I had no idea how cathartic it could be. Bananza is a dead-simple game – the challenges are easy, the bosses are pushovers. But those are merely secondary aims. Pounding your chest to activate a Bananza, then annihilating everything around you at breakneck speed – that is the true joy of the game.

Donkey Kong and Pauline are just smashing the place up, debris flying and electricity crackling through the air in front of them.

This heightened sense of control – conquering mountains, leveling villages, at one point tearing up a hotel lobby – is immeasurably satisfying. I haven’t mashed buttons so feverishly since being mauled mercilessly by my friend Hannah in Tekken 6. And this time I’m actually having fun!

And it gets better. At one point, players can unlock an Elephant Bananza. Now I’m using my trunk to literally inhale the landscape. I can more or less race across a layer – the ground parting in front of me Biblically – vacuuming up tokens and treasure chests overflowing with gold. Or I can pause and spin around in place, facing upward and downward at my whim, and just shred.

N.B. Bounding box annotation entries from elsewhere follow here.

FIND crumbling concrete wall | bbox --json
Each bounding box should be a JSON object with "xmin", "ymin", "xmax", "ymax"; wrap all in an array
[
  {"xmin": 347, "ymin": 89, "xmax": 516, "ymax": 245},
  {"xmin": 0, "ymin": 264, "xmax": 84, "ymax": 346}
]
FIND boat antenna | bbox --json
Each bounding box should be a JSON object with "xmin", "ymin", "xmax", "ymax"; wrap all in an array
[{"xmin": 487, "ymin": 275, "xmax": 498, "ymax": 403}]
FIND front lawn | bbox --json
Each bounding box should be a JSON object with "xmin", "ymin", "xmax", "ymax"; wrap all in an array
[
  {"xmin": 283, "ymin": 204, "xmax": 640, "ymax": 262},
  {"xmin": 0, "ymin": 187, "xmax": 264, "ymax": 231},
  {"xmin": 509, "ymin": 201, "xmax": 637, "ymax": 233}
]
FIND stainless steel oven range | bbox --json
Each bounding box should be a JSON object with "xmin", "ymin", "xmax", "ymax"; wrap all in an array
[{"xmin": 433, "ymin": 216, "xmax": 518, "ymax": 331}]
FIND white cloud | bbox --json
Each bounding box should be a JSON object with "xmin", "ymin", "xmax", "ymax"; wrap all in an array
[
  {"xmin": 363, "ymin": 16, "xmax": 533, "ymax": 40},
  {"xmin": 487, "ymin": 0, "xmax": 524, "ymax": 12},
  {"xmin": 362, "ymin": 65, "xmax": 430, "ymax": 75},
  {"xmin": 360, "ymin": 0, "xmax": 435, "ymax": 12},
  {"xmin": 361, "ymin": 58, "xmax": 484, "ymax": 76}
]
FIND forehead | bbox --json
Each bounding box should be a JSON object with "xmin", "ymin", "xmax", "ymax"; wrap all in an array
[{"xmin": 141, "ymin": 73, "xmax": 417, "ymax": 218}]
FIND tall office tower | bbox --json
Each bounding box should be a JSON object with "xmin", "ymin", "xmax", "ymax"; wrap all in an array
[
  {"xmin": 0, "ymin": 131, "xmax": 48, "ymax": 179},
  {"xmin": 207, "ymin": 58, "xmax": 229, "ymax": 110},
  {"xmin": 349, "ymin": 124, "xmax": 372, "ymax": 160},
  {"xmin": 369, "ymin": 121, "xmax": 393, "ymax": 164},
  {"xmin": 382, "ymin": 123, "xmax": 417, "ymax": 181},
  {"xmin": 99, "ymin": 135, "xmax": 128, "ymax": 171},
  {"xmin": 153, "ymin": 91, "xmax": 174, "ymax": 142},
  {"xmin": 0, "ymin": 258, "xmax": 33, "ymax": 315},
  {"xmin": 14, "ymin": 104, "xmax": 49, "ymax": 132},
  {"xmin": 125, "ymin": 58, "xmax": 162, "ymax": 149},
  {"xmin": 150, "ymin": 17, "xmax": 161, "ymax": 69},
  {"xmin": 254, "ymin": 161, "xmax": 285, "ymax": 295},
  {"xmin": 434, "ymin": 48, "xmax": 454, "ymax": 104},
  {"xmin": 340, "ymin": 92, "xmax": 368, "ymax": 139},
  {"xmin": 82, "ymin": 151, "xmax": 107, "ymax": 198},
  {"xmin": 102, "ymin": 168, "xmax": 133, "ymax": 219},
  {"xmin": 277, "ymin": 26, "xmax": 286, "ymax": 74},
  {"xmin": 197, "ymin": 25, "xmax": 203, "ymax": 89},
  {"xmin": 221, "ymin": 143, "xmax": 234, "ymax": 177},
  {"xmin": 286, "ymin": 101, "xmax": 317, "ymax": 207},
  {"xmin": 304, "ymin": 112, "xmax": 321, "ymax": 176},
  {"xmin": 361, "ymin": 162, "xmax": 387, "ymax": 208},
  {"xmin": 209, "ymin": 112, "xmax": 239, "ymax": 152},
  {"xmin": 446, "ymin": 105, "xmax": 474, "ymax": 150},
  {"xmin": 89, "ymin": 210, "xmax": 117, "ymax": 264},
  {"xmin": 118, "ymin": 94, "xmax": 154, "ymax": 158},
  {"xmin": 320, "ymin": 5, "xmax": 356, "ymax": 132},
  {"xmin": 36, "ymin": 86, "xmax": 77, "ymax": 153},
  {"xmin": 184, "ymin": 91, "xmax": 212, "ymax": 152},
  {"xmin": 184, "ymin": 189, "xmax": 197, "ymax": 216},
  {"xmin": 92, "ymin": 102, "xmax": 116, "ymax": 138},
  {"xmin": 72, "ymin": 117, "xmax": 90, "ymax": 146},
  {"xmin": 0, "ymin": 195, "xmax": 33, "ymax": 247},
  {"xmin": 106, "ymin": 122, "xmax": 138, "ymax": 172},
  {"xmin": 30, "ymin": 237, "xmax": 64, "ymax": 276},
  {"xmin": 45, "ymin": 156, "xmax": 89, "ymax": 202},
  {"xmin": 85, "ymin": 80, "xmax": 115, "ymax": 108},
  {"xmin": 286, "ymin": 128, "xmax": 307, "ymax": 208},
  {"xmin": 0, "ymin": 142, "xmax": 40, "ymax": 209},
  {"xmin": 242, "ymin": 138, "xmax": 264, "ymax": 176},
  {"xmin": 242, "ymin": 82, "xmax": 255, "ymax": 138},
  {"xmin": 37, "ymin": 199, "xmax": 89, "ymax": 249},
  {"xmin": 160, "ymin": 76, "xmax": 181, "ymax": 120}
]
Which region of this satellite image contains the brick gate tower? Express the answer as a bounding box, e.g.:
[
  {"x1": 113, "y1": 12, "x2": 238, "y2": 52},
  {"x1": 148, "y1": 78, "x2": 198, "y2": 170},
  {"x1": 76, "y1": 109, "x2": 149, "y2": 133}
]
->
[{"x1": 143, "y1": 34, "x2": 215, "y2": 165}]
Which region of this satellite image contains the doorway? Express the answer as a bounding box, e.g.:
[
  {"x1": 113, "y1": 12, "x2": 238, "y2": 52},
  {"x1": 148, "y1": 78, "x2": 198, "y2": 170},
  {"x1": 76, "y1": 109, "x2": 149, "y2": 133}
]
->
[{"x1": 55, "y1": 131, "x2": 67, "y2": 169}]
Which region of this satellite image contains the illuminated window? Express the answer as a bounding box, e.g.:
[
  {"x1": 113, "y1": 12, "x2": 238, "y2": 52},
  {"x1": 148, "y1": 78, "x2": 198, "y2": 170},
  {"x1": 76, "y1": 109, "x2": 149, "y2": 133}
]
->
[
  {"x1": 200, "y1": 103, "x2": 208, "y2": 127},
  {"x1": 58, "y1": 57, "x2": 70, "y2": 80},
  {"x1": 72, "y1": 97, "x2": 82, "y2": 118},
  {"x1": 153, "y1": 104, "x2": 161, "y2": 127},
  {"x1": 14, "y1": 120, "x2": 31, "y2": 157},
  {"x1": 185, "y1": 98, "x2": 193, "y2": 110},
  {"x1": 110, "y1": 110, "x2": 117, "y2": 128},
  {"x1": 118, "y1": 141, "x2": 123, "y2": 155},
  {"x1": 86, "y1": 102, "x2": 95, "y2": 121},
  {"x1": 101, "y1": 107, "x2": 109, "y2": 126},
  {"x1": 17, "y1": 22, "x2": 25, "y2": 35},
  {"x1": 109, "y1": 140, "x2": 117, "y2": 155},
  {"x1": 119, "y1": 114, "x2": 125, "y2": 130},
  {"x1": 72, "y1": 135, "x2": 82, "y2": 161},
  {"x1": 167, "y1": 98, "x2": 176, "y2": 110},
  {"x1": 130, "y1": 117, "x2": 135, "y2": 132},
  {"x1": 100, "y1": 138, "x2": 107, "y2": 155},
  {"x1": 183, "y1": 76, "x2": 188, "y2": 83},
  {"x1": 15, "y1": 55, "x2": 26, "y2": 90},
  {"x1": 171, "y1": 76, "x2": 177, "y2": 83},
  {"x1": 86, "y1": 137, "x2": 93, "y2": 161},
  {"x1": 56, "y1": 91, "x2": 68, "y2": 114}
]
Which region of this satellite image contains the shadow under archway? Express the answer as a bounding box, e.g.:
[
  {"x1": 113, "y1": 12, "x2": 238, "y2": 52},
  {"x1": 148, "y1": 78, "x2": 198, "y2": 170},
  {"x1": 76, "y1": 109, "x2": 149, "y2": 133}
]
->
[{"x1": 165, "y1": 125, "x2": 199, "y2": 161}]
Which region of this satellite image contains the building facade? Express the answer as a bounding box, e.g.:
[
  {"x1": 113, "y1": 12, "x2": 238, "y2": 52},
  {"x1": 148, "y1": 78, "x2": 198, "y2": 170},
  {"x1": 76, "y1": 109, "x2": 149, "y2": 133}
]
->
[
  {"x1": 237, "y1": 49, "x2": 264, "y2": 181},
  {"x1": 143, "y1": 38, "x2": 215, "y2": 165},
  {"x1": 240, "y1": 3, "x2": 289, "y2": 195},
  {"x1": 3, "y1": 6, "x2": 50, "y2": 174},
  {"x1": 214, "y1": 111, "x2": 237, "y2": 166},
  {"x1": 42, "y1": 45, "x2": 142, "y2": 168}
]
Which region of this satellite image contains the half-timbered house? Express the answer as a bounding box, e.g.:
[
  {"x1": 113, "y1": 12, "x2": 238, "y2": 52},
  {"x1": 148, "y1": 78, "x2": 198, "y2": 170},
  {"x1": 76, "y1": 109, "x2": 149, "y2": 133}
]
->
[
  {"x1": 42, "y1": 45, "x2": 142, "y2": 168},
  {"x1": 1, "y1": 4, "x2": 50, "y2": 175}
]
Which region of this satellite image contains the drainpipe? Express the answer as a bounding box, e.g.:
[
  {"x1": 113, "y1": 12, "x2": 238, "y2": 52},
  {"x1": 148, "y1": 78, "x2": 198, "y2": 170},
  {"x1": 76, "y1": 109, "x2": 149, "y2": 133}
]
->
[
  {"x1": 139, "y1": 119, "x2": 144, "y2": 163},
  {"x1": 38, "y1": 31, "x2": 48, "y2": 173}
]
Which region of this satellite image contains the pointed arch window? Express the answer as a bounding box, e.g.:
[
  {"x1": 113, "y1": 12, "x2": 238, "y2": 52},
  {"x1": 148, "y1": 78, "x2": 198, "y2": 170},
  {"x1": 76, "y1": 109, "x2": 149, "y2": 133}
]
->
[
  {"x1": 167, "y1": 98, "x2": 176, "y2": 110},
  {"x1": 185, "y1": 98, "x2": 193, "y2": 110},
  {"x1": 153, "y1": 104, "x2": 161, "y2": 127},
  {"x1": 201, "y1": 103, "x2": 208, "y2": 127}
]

I love this so much I’ve started to forget the real world doesn’t work this way. I imagine ripping apart the pavement with my eyes as I walk the kids to school, or sucking the words right off the pages as I read. As I type this, I’m rearranging the pixels on my screen with my thoughts.

When I was a kid, I used to look out the window of the car and imagine a giant scythe stretching out into the distance, slicing trees and telephone poles along the side of the road as we passed. It was quite relaxing. Calming. Therapeutic, even.

Even then, I was traversing the rocky road to mental wellness. But now I know I simply wasn’t thinking big enough. It only took decades of struggle – and one Nintendo Switch 2 game – to get there.